Le calendrier s'accélère avec le lancement prochain de Starcloud 2. Ce nouveau joujou embarquera une architecture bien plus musclée, incluant la fameuse puce Nvidia Blackwell, un serveur AWS et, pour la touche d'ironie financière, un ordinateur de minage de Bitcoin. Starcloud a déjà levé 200 millions de dollars (185 millions d'euros) pour financer ces expéditions coûteuses.
Le pari risqué sur le Starship de SpaceX
Le véritable saut quantique pour l'entreprise s'appelle Starcloud 3. Il s'agit d'un vaisseau de trois tonnes capable de générer 200 kilowatts, conçu spécifiquement pour s'intégrer dans le système de déploiement de la fusée SpaceX Starship. Philip Johnston, le PDG de Starcloud, ne cache pas que son modèle économique repose entièrement sur les épaules d'Elon Musk. Pour que le coût de l'énergie orbitale soit compétitif (visant 0.05$ par kWh), le coût du lancement doit descendre à environ 500$ (463€) par kilogramme.
Le problème ? Starship ne vole pas encore de manière commerciale. Johnston mise sur une ouverture des vannes entre 2028 et 2029. En attendant, Starcloud devra se contenter de lancements plus modestes sur Falcon 9, tout en sachant que la rentabilité énergétique ne sera pas au rendez-vous avant la prochaine décennie.
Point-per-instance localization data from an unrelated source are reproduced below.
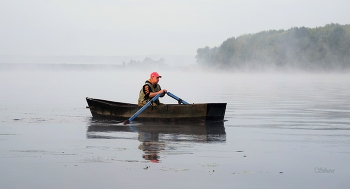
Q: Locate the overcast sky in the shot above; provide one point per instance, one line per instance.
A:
(138, 27)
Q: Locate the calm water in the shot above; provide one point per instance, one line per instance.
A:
(280, 131)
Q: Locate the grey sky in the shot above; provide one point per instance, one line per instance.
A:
(130, 27)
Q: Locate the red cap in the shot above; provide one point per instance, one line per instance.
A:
(155, 74)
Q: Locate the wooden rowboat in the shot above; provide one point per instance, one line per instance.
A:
(171, 112)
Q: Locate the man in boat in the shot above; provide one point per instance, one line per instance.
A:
(150, 89)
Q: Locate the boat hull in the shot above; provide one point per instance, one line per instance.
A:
(171, 112)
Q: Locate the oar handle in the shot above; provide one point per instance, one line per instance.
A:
(176, 98)
(143, 108)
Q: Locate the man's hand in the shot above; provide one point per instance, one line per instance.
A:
(163, 91)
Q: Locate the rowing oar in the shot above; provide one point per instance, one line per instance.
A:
(141, 109)
(176, 98)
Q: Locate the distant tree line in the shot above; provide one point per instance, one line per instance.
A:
(320, 48)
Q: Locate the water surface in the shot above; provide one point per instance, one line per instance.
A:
(281, 130)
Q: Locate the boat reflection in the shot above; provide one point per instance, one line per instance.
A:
(157, 137)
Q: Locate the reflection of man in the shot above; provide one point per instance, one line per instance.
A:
(150, 145)
(150, 89)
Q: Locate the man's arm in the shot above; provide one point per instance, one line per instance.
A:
(163, 91)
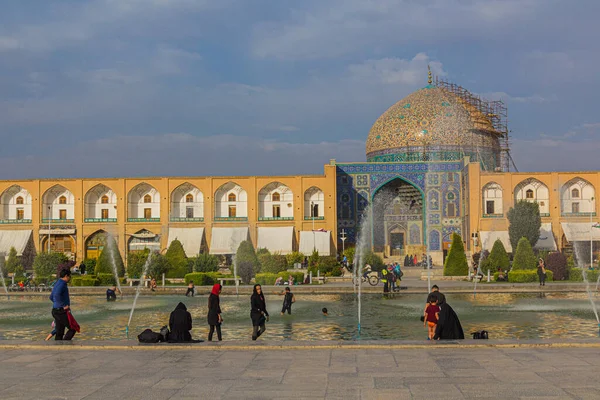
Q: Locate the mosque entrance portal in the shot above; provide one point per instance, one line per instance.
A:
(398, 219)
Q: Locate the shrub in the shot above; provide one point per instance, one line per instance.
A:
(204, 263)
(294, 257)
(265, 278)
(524, 258)
(177, 264)
(456, 262)
(202, 278)
(557, 263)
(245, 254)
(522, 276)
(524, 221)
(135, 263)
(12, 262)
(45, 264)
(245, 271)
(497, 258)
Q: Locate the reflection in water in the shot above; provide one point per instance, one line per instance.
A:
(503, 315)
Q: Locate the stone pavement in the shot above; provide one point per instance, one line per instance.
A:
(428, 372)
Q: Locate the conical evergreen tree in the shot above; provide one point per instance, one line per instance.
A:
(456, 262)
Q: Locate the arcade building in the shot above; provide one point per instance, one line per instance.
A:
(438, 162)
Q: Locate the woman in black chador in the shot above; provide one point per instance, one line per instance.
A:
(258, 312)
(448, 326)
(214, 312)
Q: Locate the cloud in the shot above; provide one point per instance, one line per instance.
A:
(182, 154)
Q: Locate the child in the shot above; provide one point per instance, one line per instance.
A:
(287, 301)
(431, 317)
(51, 333)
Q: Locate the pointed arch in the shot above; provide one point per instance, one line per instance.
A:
(58, 203)
(100, 204)
(534, 190)
(231, 202)
(275, 201)
(143, 203)
(187, 204)
(578, 196)
(492, 199)
(15, 205)
(314, 203)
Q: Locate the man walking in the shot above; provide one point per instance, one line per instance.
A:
(61, 306)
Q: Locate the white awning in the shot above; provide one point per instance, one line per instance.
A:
(488, 238)
(17, 239)
(227, 240)
(315, 240)
(580, 231)
(190, 238)
(546, 240)
(276, 239)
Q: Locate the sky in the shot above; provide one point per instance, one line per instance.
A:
(123, 88)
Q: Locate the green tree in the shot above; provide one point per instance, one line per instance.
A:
(205, 263)
(524, 257)
(159, 265)
(497, 258)
(178, 264)
(246, 253)
(524, 221)
(12, 262)
(456, 262)
(135, 263)
(110, 252)
(45, 264)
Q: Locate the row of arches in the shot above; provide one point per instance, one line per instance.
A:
(275, 201)
(577, 196)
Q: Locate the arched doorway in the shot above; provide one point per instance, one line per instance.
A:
(398, 219)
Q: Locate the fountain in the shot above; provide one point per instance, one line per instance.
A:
(138, 290)
(2, 264)
(111, 249)
(581, 265)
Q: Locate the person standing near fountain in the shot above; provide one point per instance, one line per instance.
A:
(214, 312)
(61, 305)
(258, 312)
(542, 272)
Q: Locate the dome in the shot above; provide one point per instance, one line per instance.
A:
(433, 124)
Gérer la chaleur dans le vide
Au-delà de la logistique, les défis techniques sont légion. Faire tourner des puces qui chauffent à blanc dans un environnement où il n'y a pas d'air pour évacuer la chaleur nécessite des radiateurs massifs. Starcloud 2 possédera d'ailleurs le plus grand radiateur déployable jamais vu sur un satellite privé.
Il y a aussi la question de la concurrence. Entre Google et son projet Suncatcher, Aetherflux ou encore SpaceX qui a demandé l'autorisation de déployer un million de satellites pour du calcul distribué, l'espace commence à devenir encombré. Johnston reste serein, estimant que SpaceX se concentrera sur ses propres besoins pour Grok et Tesla, laissant le champ libre aux acteurs d'infrastructure pure comme Starcloud.
Si la terraformation de Mars reste un rêve lointain, l'installation de serveurs dans les étoiles semble être la prochaine étape logique d'une humanité en manque de place et de fraîcheur. Pour ceux qui doutent encore de la viabilité de ces projets, rappelez-vous que la puissance de calcul est devenue la nouvelle monnaie mondiale, et que dans l'espace, personne ne vous entendra pester contre la facture d'électricité.